Worried sick

When I started writing my blog it was intended to be fairly lighthearted, a way of recording the ordinary moments of my life as a stay-at-home-mum. A way of coping with the truism of parenting that the days can feel as though they will never end but the years fly by in seconds.

By and large it has stayed lighthearted, with the odd foray into political rants when I felt so inclined.

This post is a bit different, because I want to write about one of the less happy elements of my life at the moment – not doing so is starting to feel a little bit like lying by omission, and is also doing a disservice to all the many people struggling with mental health issues.

Why is it such a big deal to write, or talk, about mental health? When I broke my foot or had tonsillitis I blogged about it without a second thought. But there is still a stigma attached to mental health problems. I worry that I will be judged, that I am over-sharing, or that I will make others unhappy, but after a lot of thought I’m going to go ahead anyway.

Ever since Sophia was born I have been aware of not feeling quite right, often in ways I couldn’t define even to myself. I’d checked the symptoms of post-natal depression a couple of times, but that didn’t really fit with how I was feeling. So, I dismissed it, pushed it to the back of my mind, resolutely ignored it. There were times when I felt absolutely fine, and during those times I could convince myself that the panic attacks, flash-backs, waves of utterly overwhelming and incapacitating guilt, terror or despair which literally stopped me in my tracks when they occurred had been a temporary aberration and were now behind me. Unfortunately, that wasn’t the case, and they kept coming back.

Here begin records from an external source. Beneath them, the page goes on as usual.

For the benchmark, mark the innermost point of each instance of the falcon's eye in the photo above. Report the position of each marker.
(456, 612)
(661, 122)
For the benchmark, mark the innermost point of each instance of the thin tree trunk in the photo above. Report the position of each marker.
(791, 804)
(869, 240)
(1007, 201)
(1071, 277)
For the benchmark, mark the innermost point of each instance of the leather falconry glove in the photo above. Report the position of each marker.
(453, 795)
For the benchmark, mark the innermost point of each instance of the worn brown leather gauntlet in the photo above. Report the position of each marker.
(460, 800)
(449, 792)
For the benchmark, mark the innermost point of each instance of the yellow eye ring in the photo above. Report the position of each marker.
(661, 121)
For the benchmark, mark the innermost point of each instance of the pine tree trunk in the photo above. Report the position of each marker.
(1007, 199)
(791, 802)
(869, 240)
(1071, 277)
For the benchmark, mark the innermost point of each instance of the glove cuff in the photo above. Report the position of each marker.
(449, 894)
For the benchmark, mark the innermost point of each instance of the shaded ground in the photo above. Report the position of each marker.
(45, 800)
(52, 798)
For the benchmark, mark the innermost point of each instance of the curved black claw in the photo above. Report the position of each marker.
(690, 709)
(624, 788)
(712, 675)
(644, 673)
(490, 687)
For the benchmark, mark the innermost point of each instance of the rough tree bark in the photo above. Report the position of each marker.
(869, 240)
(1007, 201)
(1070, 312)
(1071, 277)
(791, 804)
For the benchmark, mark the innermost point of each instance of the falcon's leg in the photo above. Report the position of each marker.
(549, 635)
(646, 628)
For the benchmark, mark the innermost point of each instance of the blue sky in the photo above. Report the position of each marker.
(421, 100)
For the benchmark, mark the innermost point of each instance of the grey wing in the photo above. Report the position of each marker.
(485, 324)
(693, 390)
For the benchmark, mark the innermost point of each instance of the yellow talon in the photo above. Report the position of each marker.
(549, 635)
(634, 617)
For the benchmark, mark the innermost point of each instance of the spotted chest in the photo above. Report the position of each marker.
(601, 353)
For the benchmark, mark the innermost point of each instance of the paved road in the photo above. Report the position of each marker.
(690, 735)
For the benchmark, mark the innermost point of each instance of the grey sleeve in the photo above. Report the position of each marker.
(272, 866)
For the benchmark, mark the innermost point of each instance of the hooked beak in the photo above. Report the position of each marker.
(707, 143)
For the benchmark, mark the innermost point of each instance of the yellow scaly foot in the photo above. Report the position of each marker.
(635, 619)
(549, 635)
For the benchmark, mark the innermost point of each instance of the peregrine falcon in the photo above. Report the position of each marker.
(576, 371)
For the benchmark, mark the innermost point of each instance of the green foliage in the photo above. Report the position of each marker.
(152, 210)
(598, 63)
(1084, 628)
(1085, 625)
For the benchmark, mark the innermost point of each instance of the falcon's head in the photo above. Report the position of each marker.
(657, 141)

I hadn’t told anyone at all. I felt ashamed and guilty that I wasn’t totally happy. I had everything anyone could want, my wonderful husband, adored eldest daughter and now a beautiful baby girl to complete my perfect family. With good friends both in real life and online who are having ongoing struggles to conceive I felt an especially strong compulsion to be happy and grateful for my astonishing good luck.

Then one evening back in May, a chance remark of my husband’s led to a particularly intense flashback. I cried. And cried. And cried. Then cried some more. Then hyper-ventilated. Then cried again. And finally told him some of what I had been experiencing. Saying it for the first time was the most difficult, but after telling him I also felt able to talk to my parents a week or two later. Husband and parents were incredibly supportive.They didn’t think I was making a fuss about nothing, which was what I had been telling myself, and they encouraged me to get proper professional help.

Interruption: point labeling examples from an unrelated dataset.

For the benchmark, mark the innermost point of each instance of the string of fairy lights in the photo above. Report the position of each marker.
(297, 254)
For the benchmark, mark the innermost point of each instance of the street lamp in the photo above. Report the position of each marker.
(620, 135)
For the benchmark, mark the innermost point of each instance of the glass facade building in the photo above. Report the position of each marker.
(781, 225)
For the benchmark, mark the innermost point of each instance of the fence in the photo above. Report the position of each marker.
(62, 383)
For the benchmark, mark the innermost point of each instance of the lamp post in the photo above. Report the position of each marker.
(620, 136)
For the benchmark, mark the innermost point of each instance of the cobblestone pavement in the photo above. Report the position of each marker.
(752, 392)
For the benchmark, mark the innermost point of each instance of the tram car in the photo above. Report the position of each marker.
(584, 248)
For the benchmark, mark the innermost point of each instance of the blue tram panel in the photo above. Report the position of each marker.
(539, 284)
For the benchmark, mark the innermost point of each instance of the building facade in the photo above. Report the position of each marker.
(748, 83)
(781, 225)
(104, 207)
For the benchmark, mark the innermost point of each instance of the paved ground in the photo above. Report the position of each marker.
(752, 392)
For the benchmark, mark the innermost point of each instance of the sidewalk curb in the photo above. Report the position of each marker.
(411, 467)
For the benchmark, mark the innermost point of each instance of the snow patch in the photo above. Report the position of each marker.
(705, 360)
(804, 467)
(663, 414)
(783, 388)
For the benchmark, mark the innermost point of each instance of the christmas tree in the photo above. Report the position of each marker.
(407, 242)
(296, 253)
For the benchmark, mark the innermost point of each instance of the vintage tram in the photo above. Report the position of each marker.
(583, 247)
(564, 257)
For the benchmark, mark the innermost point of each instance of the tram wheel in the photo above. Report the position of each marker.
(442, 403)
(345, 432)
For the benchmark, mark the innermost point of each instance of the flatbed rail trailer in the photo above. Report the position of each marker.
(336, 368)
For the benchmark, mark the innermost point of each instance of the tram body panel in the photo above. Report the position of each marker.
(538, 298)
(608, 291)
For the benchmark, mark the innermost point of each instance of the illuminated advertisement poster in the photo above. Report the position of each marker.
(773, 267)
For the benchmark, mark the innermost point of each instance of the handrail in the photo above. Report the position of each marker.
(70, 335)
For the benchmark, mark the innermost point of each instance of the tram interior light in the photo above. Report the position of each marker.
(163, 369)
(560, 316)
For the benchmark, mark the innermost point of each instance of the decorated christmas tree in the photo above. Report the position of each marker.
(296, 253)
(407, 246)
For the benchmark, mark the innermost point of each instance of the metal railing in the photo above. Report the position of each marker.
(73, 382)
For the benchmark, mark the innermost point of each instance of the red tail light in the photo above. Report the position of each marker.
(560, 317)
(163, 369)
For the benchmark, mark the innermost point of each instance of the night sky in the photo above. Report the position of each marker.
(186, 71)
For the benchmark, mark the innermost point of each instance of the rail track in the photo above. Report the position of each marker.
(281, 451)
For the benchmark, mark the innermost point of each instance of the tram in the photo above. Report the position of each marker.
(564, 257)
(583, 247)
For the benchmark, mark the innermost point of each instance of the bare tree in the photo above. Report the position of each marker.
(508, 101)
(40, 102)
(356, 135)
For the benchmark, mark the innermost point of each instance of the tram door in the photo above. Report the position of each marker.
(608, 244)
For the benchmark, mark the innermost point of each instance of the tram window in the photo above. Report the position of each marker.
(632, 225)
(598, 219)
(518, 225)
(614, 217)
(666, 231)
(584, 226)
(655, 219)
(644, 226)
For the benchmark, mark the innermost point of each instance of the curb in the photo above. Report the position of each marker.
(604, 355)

That was another big step, but with their support I managed it. I was diagnosed with Post-Traumatic Stress Disorder (PTSD) caused by my youngest daughter’s very difficult birth, which came after an intensely stressful high-risk pregnancy, and a series of miscarriages.

Basically, my mind had got locked into danger-alert and I just couldn’t relax out of it. I didn’t think I would ever have Sophia. I had been told that I only had a 40% chance of having a healthy, full-term baby – and my previous ratio of pregnancy:live birth indicated that was accurate. I worried every single day of my pregnancy that she was going to die. For the first half of my labour I was terrified she was going to die, for the second half, when the epidural stopped working half way through my c-section leaving me able to feel everything, I was worried I was.

We didn’t die. But that didn’t stop my anxiety. Instead, those feelings of panic, inability to breathe properly, crushing, immobilising fear, increased.

I saw risk and danger everywhere. Stairs. Roads. Cars. Illnesses. Sleep. Falls. Accidents. I had become fixated on the idea that I didn’t deserve to have Sophia, I was simply too lucky, and that the universe would punish me by separating us through my death or hers. Sounds pretty bloody irrational when I write it down, but makes some sort of twisted sense in my head. Sometimes my anxiety expands to include panics about the health of my husband or eldest daughter or parents, but mainly it is about me and Sophia. All those times when my body failed me and the babies I wanted so much slipped away, those nine months of obsessively monitoring every twinge, cramp, spot, and kick left me with a profound mistrust of my own body and an unshakeable conviction of Sophia’s fragility. Of course, her episodes of Reflex Anoxic Seizure when she collapses apparently lifeless in front of me haven’t exactly helped with this.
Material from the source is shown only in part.